Pterygium (Fleshy Growth)

 A pterygium pronounced “te-ridge-e-um” is a vascular, fleshy growth of tissue in the corner of the eye that is often triangular in shape. It can develop when you’re exposed to excessive amounts of ultraviolet (UV) light, and it’s most common in people who live in sunny areas or who spend a lot of time outdoors such as farmers, skiers and fishermen. It can grow very slowly, but eventually cover a large part of the eye, affecting vision and causing symptoms of dry eye such as burning, itching or watery eyes. In some cases, the pterygium may need to be surgically removed.

Dry Eyes

Dry eyes happen when your eyes don’t make enough tears to stay wet, or when your tears don’t work correctly. This can make your eyes feel uncomfortable, and in some cases it can also cause vision problems. The good news is that if you have dry eyes, there are lots of things you can do to keep your eyes healthy and stay comfortable. To read more about dry eyes, visit our Dry Eyes page here.

Refractive Errors

A refractive error is a type of vision problem that occurs when the eye’s shape prevents light from focusing directly on the back of the eye, resulting in blurry vision and other problems. This can make it hard to see clearly, including near-sightedness, long-sightedness, and lazy eye. 
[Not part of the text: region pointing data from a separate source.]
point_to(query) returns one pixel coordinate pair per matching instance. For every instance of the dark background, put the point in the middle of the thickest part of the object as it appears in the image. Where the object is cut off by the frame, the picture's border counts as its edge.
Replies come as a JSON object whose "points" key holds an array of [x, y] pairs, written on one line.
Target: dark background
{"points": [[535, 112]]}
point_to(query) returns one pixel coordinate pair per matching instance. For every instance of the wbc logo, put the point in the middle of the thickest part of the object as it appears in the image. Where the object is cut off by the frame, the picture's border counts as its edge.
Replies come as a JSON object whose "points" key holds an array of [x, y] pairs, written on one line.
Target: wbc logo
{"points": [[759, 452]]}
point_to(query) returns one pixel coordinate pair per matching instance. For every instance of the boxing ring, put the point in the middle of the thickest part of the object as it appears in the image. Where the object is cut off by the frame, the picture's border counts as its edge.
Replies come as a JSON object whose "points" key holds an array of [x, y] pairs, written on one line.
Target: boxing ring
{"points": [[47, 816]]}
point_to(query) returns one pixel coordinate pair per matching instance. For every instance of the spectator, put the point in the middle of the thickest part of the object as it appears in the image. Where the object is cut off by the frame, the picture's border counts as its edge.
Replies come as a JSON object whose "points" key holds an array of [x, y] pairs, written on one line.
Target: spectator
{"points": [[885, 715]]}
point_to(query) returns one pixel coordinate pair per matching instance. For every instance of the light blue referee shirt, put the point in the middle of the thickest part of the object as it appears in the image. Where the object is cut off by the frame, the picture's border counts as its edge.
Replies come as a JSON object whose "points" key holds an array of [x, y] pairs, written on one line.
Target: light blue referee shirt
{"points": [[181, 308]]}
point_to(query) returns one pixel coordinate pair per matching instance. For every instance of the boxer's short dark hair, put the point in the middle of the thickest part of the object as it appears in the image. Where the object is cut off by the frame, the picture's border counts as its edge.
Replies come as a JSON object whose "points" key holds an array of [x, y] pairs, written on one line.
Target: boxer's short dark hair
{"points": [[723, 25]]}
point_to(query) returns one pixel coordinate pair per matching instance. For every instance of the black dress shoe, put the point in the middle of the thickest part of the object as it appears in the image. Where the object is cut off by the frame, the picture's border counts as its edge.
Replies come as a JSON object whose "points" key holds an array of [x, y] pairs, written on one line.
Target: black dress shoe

To read more about the different types of refractive errors and how they can be diagnosed and managed by your optometrist, visit our Refractive Errors page here.

Retinal Detachment

A retinal detachment happens when your retina, the light-sensitive layer of tissue in the back of your eye, is pulled away from its normal position at the back of your eye. You may not notice any symptoms, but in some cases, you may not be able to see as clearly as normal, and you may notice other sudden symptoms, including:

 

  • A lot of new floaters (small dark spots or squiggly lines that float across your vision)
  • Flashes of light in one eye or both eyes
  • A dark shadow or “curtain” on the sides or in the middle of your field of vision

Retinal detachment is a medical emergency. If you have symptoms of a detached retina, it’s important to contact your optometrist or the emergency room right away.